Nos vigilan desde su atalaya y sacan el látigo cuando alguien se anima a desentonar en ese campo gris que poco a poco se va tornando negro.

Quieren dominar nuestra mente, que no tengamos pensamientos e ideas propias. Que asumamos que nuestro papel en este mundo es el que nos dictan ellos desde sus púlpitos, sin bajar al fango de la realidad. Porque desde el atril del que se adueñaron, todo es más fácil y cómodo.

Quieren tener el control sobre nuestros cuerpos porque se creen que el objeto final de toda mujer en el planeta es la procreación, la reproducción de la humanidad en este mundo que estamos destruyendo.

Pero se olvidan de aquellas y aquellos que viven en este y otros países que buscan una oportunidad de un futuro mejor, más liviano del que se les plantea. Se les olvida la cantidad de niñas y niños que necesitan el abrazo de una familia, de cualquier tipo, que les muestre un camino de esperanza y amor, de oportunidad y cariño.

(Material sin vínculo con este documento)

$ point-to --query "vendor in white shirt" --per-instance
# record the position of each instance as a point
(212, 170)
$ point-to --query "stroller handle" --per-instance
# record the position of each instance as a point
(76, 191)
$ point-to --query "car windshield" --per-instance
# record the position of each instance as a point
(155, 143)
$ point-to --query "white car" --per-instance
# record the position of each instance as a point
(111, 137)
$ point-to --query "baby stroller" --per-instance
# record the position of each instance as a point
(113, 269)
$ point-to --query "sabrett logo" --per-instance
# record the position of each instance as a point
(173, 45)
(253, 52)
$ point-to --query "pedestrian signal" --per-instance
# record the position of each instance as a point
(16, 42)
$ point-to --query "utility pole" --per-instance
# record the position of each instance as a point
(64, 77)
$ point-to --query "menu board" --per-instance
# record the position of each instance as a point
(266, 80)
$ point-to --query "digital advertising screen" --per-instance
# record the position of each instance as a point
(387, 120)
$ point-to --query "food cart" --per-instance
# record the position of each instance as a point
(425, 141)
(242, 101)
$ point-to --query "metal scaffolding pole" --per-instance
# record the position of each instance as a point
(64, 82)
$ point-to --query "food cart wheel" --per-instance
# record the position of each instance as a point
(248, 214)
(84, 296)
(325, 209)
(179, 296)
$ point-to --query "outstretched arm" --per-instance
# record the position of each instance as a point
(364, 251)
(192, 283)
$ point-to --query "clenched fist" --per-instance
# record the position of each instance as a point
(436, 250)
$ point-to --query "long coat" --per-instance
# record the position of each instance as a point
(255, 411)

Pero ésas y ésos no les interesan porque no son carne de su carne, porque por sus pequeñas venas no corre su propia sangre para seguir perpetuando su oscura especie.

Quieren tener la última palabra sobre nuestros cuerpos, porque para ellos es importante, aunque nos hagan creer que no valemos nada, que somos seres débiles que necesitamos protección. Mujeres con pájaros en la cabeza que no necesitamos perder el tiempo aprendiendo, pensando, leyendo, conversando, teniendo propias opiniones, uniéndonos a otras mujeres con similares inquietudes.

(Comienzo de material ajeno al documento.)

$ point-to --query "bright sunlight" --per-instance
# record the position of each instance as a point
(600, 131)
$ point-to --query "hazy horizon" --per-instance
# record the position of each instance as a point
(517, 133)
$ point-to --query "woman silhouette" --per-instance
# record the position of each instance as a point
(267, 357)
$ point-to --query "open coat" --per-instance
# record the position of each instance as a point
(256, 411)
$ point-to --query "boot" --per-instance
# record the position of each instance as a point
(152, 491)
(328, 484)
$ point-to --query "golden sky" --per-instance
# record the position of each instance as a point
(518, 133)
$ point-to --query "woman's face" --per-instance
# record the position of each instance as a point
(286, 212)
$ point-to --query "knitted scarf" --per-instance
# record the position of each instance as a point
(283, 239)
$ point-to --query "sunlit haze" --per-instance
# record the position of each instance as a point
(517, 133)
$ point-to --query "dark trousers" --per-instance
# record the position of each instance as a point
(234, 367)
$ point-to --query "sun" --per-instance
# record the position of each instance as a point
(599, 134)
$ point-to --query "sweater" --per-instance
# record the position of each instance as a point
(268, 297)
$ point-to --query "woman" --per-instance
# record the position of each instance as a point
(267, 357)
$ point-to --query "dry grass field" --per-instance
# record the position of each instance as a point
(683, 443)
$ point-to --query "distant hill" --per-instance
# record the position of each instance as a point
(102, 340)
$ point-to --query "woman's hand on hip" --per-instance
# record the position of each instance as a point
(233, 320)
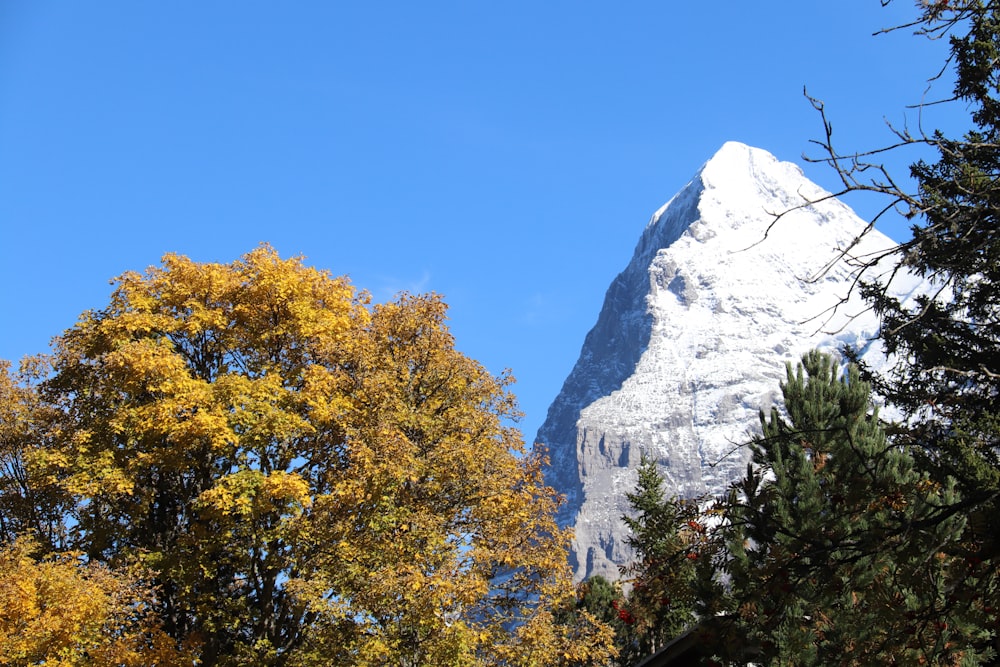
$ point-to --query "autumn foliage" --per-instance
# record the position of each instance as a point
(308, 479)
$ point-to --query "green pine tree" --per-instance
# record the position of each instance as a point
(838, 549)
(669, 537)
(946, 346)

Se piensan que su especie no será perpetuada, que se extinguirá. Y eso pueden darlo por seguro, porque aquí estaremos nosotras para seguir luchando, gritando, saliendo a la calle, apoyándonos, guiándonos, apapachando a todas aquellas que tengan el alma rasgada y se encuentren perdidas. Porque las mujeres tenemos poder y es de eso de lo que tienen miedo.

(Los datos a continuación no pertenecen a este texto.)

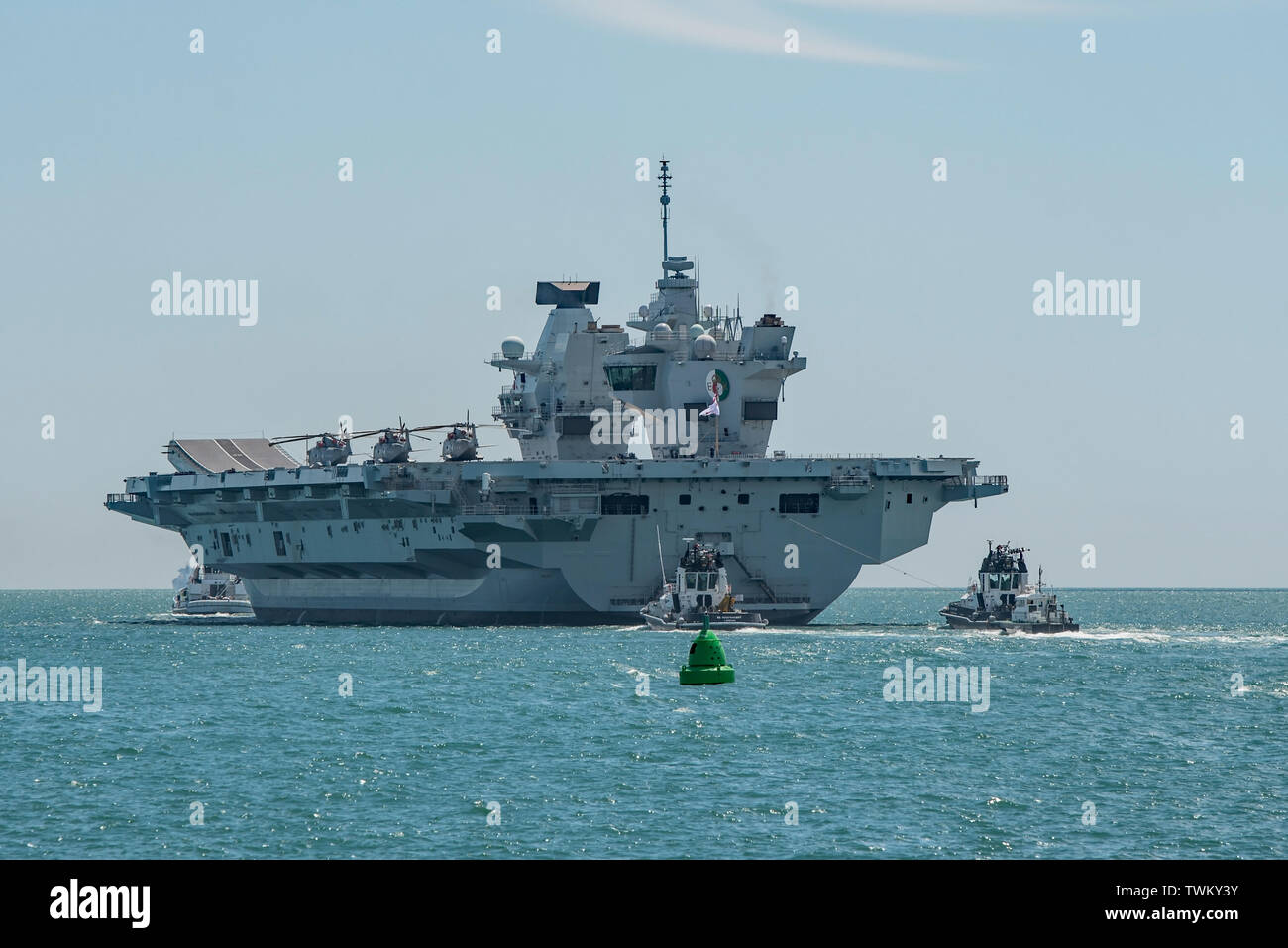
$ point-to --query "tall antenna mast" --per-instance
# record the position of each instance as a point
(665, 176)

Tenían miedo de las brujas porque se valían de cosas que les proporcionaba la naturaleza para curar el cuerpo y el alma. A la hoguera. Tenían miedo de las mujeres que querían estudiar, que cuestionaban, que se hacían un hueco entre los hombres. Al fuego los libros que provocan ideas nuevas, cuestionamientos, que desestabilizan las columnas del sistema androcéntrico y patriarcal.

Tienen miedo del placer femenino, de la libertad a la hora de elegir pareja sentimental y sexual, de las mujeres que no se conforman con el papel otorgado histórica y culturalmente al sexo femenino.

Dicen: os perseguiremos legalmente a través de la penalización del aborto. Nosotros somos quienes otorgamos los derechos.

Pero nos tendrán enfrente en cualquier parte del mundo. Crearemos una cadena humana para luchar contra todos estos retrocesos. No nos callarán porque nuestra voz es fuerte, clara y somos muchas. Aunque les pese. Porque no luchamos de forma individual, sino colectiva. Porque cuando tocan a una, nos están tocando a todas y somos leonas.

Seguimos en la lucha, que no lo olviden.

Firmado: una bruja

Colección “Mujeres” de Isabel Ruiz Ruiz (editorial Ilustropos)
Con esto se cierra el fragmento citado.